Tot la observó lloriquear y sonarse la nariz al tiempo que su aura se volvía aún más grisácea. A esto exactamente se refería. No soportaba este tipo de situaciones. Ojalá existiera el sueño eterno de la muerte para estas personas que se negaban a aceptar la realidad… Volvió a mirar el reloj con cierto nerviosismo. ¿Qué estaban haciendo ahí dentro?
―¿No puede interceder por mí y pedirle a Dios que…?
―¡No! ¿Qué tipo de Ángel se cree que soy? ―se puso bruscamente en pie y se sacudió las cenizas que parecían haberle caído sobre los hombros―. Las cosas no funcionan así, ¿no se lo explicaron en su momento? Cada uno tiene su tiempo y cada uno lo usará como quiera… ¡Salga de aquí! ¡No está en el lugar que le corresponde!
La señora Adela bajó la cabeza y no respondió. Tot temió haber herido sus sentimientos… pero no podía decirle otra cosa.
―Lo siento, pero no puedo… No puedo… ―y se alejó arrastrando sus pies en zapatillas grises, con un rosario entre sus dedos y musitando unas palabras ininteligibles. Tot la observó alejarse. Le daba pena, pero había almas que no tenían arreglo.
De pronto descubrió al difunto.
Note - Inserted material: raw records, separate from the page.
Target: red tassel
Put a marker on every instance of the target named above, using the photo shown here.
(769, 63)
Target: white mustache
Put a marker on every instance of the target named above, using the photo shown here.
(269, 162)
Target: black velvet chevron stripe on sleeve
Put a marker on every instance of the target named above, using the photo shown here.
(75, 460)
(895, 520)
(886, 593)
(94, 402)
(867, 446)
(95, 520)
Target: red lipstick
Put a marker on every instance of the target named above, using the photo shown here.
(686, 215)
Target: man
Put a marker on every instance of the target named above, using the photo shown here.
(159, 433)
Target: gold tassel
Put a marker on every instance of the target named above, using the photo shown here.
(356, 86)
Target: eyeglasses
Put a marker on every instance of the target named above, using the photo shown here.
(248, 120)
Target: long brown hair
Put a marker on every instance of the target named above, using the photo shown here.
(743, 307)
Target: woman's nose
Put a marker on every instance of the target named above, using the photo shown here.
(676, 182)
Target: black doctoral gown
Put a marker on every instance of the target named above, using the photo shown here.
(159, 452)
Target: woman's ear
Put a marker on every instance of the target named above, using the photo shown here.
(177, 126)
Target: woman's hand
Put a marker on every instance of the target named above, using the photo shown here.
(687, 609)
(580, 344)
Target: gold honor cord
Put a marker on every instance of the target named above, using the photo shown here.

Estaba de pie algo desconcertado, bajo el umbral de la puerta de su habitación. Una enfermera que sacudía la cabeza con tristeza lo traspasó mientras él miraba atentamente la pared y trataba de tocarla sin conseguirlo. Cuando le descubrió mirándole dio un paso atrás y abrió sus ojos desmesuradamente.
―¿Tú sí puedes verme?

―Hola, Ramón ―dijo Tot, con voz monótona y sin ningún entusiasmo―. Bienvenido al más allá… aunque de momento solo has dado el primer paso. Nos queda aún un largo camino…  

(continuará...)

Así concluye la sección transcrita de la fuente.